Ha poi contestato le censure mosse in merito alle singole voci che l'appellante intendeva escludere dalle differenze retributive.
Parte appellata ha poi proposto appello incidentale, regolarmente notificato, sotto due profili: 1) in punto di livello di inquadramento, dal momento che trascorsi i primi 24 mesi, in cui per NL spettava l'inquadramento nel livello E junior (mansioni esecutive), dal 1.4.2023 era automatico lo scatto nel livello superiore rivendicato;
2) in punto di rimborso di spese di Ctp per € 150,00, sulla cui richiesta il Tribunale aveva omesso di pronunciarsi.
Nonostante regolare notifica del ricorso, nessuno si costituiva per la dichiarata contumace. CP_2
*******
Preliminarmente, è infondata l'eccezione dell'appellata ex art 434 cpc.
Invero, l'appello individua in modo sufficientemente adeguato e con sufficiente specificità le parti della sentenza censurate, le violazioni ritenute sussistenti nonché la diversa ricostruzione dei fatti che si chiede al giudice di appello.
Infondata appare altresì l'eccezione di sulla asserita inapplicabilità dell'art 29 Parte_1
D.l.vo n. 276/2003 per la natura dell'Accordo Quadro tra e di mero trasporto e non Pt_1 CP_2 di appalto.

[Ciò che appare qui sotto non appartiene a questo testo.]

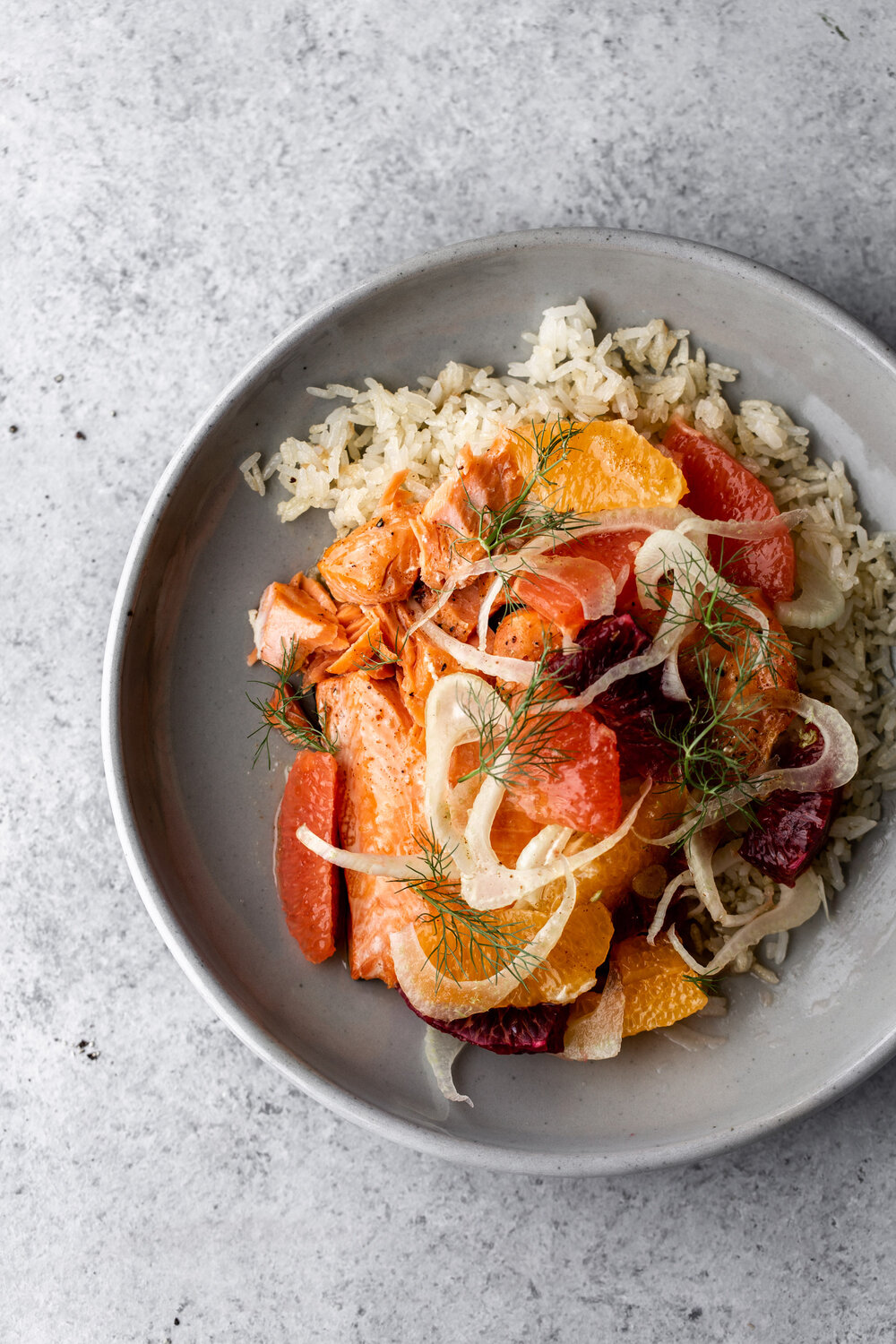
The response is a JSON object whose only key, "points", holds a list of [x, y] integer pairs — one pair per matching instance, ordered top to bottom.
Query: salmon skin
{"points": [[381, 809]]}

4 Si osserva che, nella specie, trattasi di un vero e proprio contratto di appalto - come si evince dal suo tenore, laddove le parti avevano fatto espressamente riferimento all'oggetto dell' ”appalto” – nel quale era previsto il servizio di trasporto di effetti postali.
In ogni caso, anche diversamente ritenendo, la giurisprudenza è favorevole all'applicabilità del citato art 29, oltre la previsione legislativa (che è riferita espressamente all'appalto), come evincibile da Corte Cost. n. 254/2017 (in materia di subfornitura) che ha ritenuto l'applicabilità della norma in questione anche al rapporto di subfornitura, affermando: “All'obiezione per cui la natura eccezionale della norma sulla responsabilità solidale del committente osterebbe ad una sua applicazione estensiva in favore di una platea di soggetti diversi dai dipendenti dell'appaltatore o subappaltatore (ai quali soltanto la norma stessa fa testuale riferimento) si replica, infatti, che l'eccezionalità della responsabilità del committente è tale rispetto alla disciplina ordinaria della responsabilità civile – che esige di correlarsi alla condotta di un soggetto determinato – ma non lo è più se riferita all'ambito, ove pur distinto, ma comunque omogeneo in termini di lavoro indiretto, dei rapporti di subfornitura.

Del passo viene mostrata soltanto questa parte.